One response to “In MS Word, the bullet bites back

  1. The whole handling of lists is ill-thought-out in Word — both bullet lists and numbered lists. When you choose “Format -> List” you get a dialog with six “slots” that you can assign to various list formats. This is an error right there, because it assumes you will have no more than 6 “kinds” of bullet lists and 6 “kinds” of numbered/lettered lists. And, in most cases, six of each would be enough. Except that…

    Word does not separate the counting/bulleting from the indentation and other formatting, even though those properly belong with the _paragraph_ format. If you change the indentation on a list, its bulleting/numbering is likely to change too, be captured by some other list format that is at the same indentation.

    And if you would like to create two separate list formats with the same indentation, good luck.
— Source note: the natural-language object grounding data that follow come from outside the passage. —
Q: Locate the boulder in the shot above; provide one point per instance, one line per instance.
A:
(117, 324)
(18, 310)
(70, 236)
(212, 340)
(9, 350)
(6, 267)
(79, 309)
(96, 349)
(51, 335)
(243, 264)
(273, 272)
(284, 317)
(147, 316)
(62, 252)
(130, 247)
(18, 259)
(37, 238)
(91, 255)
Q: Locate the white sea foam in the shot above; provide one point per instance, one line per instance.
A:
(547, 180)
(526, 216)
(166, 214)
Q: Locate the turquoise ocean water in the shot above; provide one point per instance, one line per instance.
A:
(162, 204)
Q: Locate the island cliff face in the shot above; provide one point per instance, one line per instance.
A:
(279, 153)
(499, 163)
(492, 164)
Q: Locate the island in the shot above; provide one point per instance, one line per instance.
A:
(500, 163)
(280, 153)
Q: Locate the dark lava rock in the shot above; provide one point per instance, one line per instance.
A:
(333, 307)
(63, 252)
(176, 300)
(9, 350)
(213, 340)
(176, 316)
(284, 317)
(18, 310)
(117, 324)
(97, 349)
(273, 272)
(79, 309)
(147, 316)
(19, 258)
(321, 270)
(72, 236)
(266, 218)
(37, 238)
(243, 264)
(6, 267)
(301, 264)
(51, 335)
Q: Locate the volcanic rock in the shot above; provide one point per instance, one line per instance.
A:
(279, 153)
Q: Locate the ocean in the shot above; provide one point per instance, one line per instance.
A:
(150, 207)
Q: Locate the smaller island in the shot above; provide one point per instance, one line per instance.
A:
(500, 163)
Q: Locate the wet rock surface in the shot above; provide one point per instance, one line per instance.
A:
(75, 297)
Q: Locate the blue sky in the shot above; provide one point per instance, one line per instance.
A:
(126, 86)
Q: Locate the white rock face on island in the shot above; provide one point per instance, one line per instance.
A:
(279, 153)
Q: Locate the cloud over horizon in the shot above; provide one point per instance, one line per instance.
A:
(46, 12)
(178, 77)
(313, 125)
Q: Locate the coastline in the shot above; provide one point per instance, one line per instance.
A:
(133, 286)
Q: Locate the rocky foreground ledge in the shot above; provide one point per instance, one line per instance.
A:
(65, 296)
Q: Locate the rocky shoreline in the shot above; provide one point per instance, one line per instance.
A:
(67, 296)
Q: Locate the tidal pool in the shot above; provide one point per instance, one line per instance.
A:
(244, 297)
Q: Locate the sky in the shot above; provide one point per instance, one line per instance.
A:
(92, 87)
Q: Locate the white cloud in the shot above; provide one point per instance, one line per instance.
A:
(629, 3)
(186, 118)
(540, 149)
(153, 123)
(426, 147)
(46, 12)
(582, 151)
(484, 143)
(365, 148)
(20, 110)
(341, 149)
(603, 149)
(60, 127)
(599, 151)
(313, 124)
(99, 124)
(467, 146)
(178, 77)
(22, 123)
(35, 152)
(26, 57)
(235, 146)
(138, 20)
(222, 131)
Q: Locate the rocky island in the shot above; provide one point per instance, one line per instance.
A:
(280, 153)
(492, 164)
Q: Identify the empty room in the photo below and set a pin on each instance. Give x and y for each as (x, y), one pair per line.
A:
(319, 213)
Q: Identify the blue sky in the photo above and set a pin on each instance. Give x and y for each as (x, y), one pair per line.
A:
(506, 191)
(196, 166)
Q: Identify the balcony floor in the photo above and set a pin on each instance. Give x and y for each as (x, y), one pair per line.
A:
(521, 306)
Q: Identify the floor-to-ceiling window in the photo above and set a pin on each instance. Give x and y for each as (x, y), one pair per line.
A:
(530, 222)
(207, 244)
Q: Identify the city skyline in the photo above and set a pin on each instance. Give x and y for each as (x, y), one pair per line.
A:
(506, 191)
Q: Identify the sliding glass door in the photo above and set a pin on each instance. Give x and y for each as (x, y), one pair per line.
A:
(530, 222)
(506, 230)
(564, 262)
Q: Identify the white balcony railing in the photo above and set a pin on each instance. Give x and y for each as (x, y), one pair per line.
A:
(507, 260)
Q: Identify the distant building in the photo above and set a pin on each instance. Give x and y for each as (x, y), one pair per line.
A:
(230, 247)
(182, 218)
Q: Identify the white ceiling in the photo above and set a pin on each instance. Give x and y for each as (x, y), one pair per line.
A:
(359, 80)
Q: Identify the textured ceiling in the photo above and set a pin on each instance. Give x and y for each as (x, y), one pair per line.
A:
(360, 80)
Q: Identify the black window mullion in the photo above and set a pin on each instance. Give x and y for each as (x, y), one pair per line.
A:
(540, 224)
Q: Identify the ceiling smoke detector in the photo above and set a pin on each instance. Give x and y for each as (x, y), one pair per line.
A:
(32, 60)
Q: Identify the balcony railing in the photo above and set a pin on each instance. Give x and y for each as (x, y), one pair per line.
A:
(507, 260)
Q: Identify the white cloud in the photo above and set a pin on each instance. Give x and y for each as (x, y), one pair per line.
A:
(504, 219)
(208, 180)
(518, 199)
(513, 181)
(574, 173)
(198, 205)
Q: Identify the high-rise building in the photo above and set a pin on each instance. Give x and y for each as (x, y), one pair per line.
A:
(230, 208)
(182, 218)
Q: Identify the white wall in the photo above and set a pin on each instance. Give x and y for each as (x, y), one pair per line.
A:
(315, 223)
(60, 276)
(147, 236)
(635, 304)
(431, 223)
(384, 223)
I can’t believe the number of times I’ve tried to create both a lettered and numbered list at the same indentation and had them interfere with each other.

    Framemaker gets it right. Or at least the last version of Frame that I used. For each type of list, you can specify a letter, the equivalent of a math “variable”, that will be associated with the numbering of that list. You can specify which list variables are reset when this list’s numbering is advanced. And then the whole thing can be associated with a paragraph type, so that you simply choose a style name and get the list formatting, numbering, paragraph and font styles, etc. that are appropriate at this point.

    It’s one thing to get it wrong when you’re starting from scratch. It’s something quite different to persistently get it wrong when there are examples out there of how to do it right.